Trai mobile number fees: Trai backtracks on proposed fees for mobile and landline numbers | News



The Telecom Regulatory Authority of India (Trai) has not proposed introducing fees for mobile and landline numbers with the aim to ensure the efficient allocation and use of these ‘finite resources,’ the regulator clarified on Friday.


It said the speculation that Trai intends to impose charges on customers for holding multiple SIMs/numbering resources is false.


Aiming to create a sustainable pool of new phone numbers for the country’s nearly 1.2 billion and rising mobile phone connections, Trai had last week issued a consultation paper on revising the National Numbering Plan. With a tele-density of 85.69 per cent as of March 31, 2024, the regulator expects the current total of 1,199.28 million telephone subscribers to continue rising.


In 2003, the Department of Telecommunications (DoT) had conducted a comprehensive review and revision of the national number plan to accommodate the rapid increase in subscribers. Subsequently, the National Numbering Plan 2003 was designed to allocate numbering resources for 750 million telephone connections across the country.

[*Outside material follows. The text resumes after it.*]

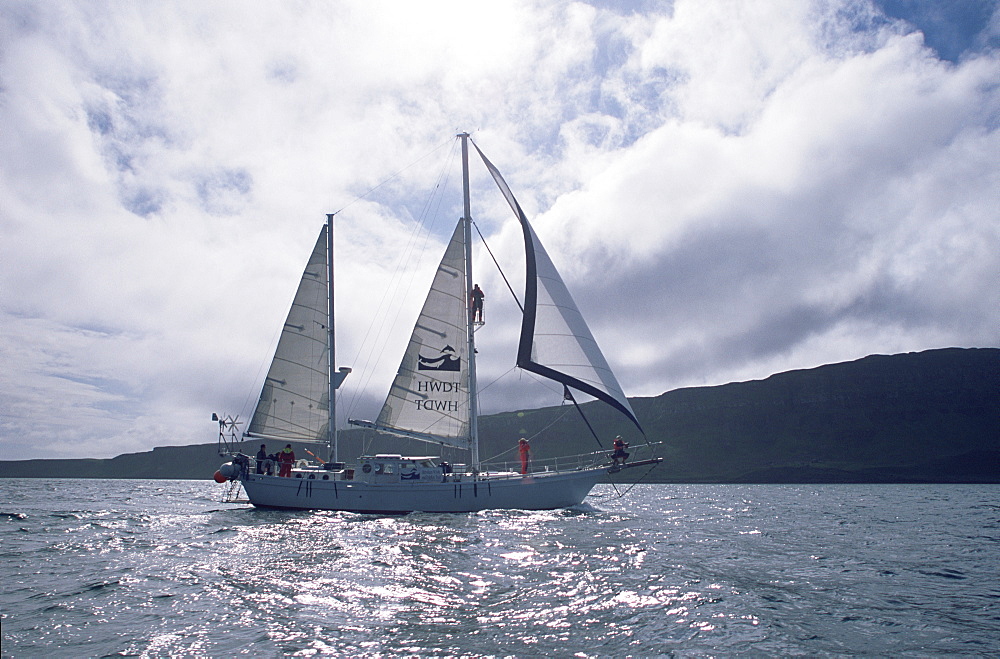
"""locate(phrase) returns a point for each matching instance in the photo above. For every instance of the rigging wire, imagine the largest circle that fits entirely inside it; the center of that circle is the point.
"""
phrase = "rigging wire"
(499, 269)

The plan aims to assess all factors affecting the allocation and utilisation of TI resources and proposes potential modifications to enhance the allocation policies and utilisation procedures, ensuring an adequate reservoir of TI resources.


In the same consultation paper, TRAI had highlighted the global practice of charging for Telecommunication Identifier (TI) numbers by governments and pointed out that the Telecom Act, 2013 gives the Centre power to allot TI after imposing charges.

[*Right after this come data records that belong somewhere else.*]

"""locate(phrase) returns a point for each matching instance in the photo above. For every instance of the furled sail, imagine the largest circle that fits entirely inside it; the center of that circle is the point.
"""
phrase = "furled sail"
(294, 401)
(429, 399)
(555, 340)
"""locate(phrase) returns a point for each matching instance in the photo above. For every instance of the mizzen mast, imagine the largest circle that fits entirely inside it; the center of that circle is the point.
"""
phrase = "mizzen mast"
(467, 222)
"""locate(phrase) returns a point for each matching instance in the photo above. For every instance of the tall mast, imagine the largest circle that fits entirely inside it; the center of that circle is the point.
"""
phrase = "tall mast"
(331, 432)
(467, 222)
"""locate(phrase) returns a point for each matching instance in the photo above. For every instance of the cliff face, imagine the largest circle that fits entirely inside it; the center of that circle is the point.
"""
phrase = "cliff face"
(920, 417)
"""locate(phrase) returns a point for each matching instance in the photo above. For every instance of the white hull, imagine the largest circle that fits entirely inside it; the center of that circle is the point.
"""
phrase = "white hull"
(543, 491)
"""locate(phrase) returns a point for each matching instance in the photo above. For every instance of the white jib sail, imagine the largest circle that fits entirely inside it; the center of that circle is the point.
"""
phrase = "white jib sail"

It had argued that imposing charges is one way of ‘ensuring judicious and efficient use of any finite public resource’. “The ownership of the numbering space resides with the government, granting service providers usage rights over the designated number resource during the tenure of their licences. It is evident that numbers represent an exceedingly valuable public resource which is not infinite,” it had said.


The allocation of numbering resources in some countries worldwide is done on a chargeable basis, covering various categories such as mobile numbering resources, vanity numbers, and numbers for national interest, it had said.


However, Trai has taken a different stance since then. “Trai has consistently been advocating minimum regulatory intervention promoting forbearance and the self-regulation of market forces,” the regulator said on Friday.